En 2017, une poignée d’amis, bien décidés à agir autrement, fait sortir de terre leur immeuble idéal : seize logements individuels, dans un bâtiment écologique, pensés pour ceux qui souhaitent traverser les 3ème, 4ème et 5ème âges sans s’oublier ni s’isoler. Exit les silences anonymes des grandes tours : ici, dix-huit habitants de 68 à 83 ans partagent non seulement quatre étages, mais aussi un projet de vie fondé sur l’inclusion, l’entraide et l’engagement.

Un immeuble où la vie s’organise et se partage

« A chaque étage, tout ce qui se trouve dans cet espace est mis à disposition de tous les habitants », explique Patrick, qui nous fait visiter, tee-shirt bleu et la convivialité en bandoulière. On croise des pommes, des bananes et des poires dans des corbeilles en osier tressé. Un rideau aux motifs animaliers cache sagement une table à repasser et quelques indispensables du quotidien. À gauche de l’ascenseur, une bibliothèque collective en bois sombre regorge de romans policiers qui n’attendent plus que les insatiables lecteurs des lieux.

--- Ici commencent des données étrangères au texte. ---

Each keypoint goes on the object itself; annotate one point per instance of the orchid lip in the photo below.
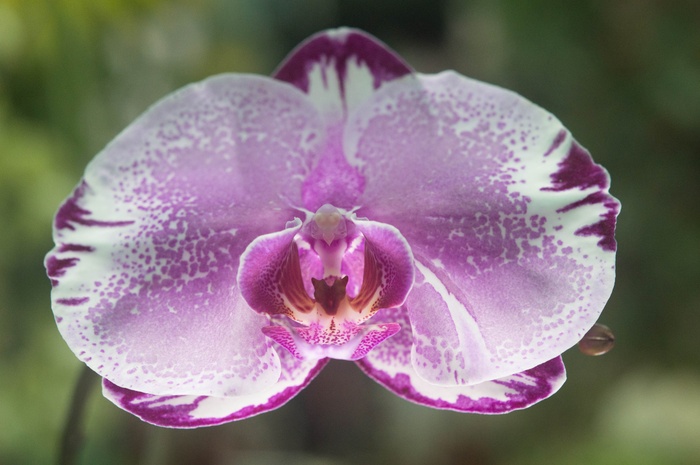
(324, 312)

Habiter Chamarel (leur coopérative d’habitants, maison residence Est Lyonnais), c’est aussi profiter :

  • D’un coin personnel confortable (45 à 55 m²),
  • D’espaces communs pour le partage des objets et le bavardage improvisé,
  • D’un quotidien sans superflu ni redondances absurdes (oui, un escabeau, c’est suffisant pour l’étage !),
  • De moments culturels, associatifs et citoyens partagés.

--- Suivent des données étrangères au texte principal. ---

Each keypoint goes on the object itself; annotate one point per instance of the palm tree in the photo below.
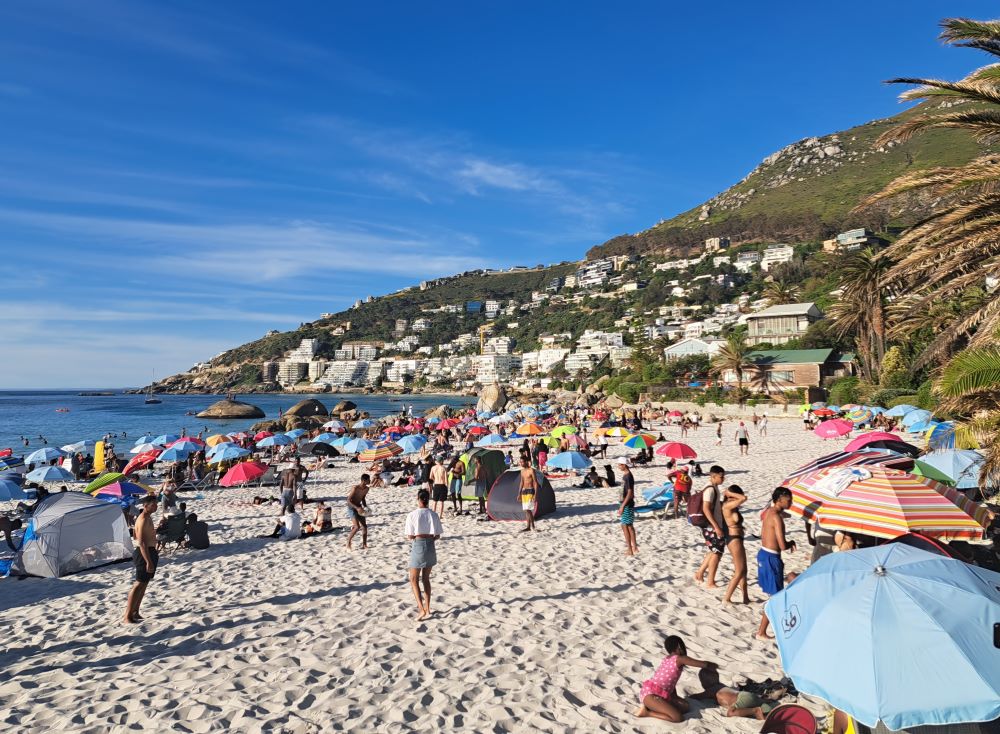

La seule condition pour rejoindre l’aventure ? Être à la retraite et prêt à enrichir, par sa présence et ses rêves, un projet collectif mûrement réfléchi.

Principes et valeurs : la recette d’un habitat qui fait du bien

Ce qui rassemble les habitants de Chamarel, c’est un socle de principes et de valeurs que chacun fait vivre chaque jour :

  • La coopération, par une gestion collective et régulée du projet et du lieu ;
  • L’écologie, avec une construction et un fonctionnement respectueux du développement durable ;
  • La citoyenneté, en pensant leur habitat comme un lieu ouvert, ancré dans son quartier et dans la vie locale ;
  • L’équilibre entre vie privée et vie commune, pour continuer à exister pleinement sans jamais être absorbé ;
  • La laïcité et l’éducation populaire, pour que le vivre-ensemble soit ouvert à tous sans distinction.

Chacun s’engage, selon ses envies, dans la vie associative, culturelle, et le lien avec les générations. Pas besoin de diplôme d’altruisme, juste l’envie de raviver le plaisir de l’échange et la solidarité.

Un modèle qui donne des idées ?

À Chamarel, on croise des prénoms, des rires, des souvenirs et des projets. On partage beaucoup, on respecte l’intimité, on alimente la bibliothèque, la corbeille de fruits ou la discussion de palier, mais surtout… On a redécouvert le sens du mot voisin. Ici, on vieillit peut-être, mais certainement pas tout seul !

En conclusion : la recette de ces retraités pour mieux vieillir ensemble a tout d’un modèle à suivre. Prendre sa vieillesse en main, dans un habitat écologique, ouvert, et nourri d’engagements partagés : voici la démonstration qu’il n’est jamais trop tard pour se réinventer, ni pour vivre — vraiment — avec et pour les autres.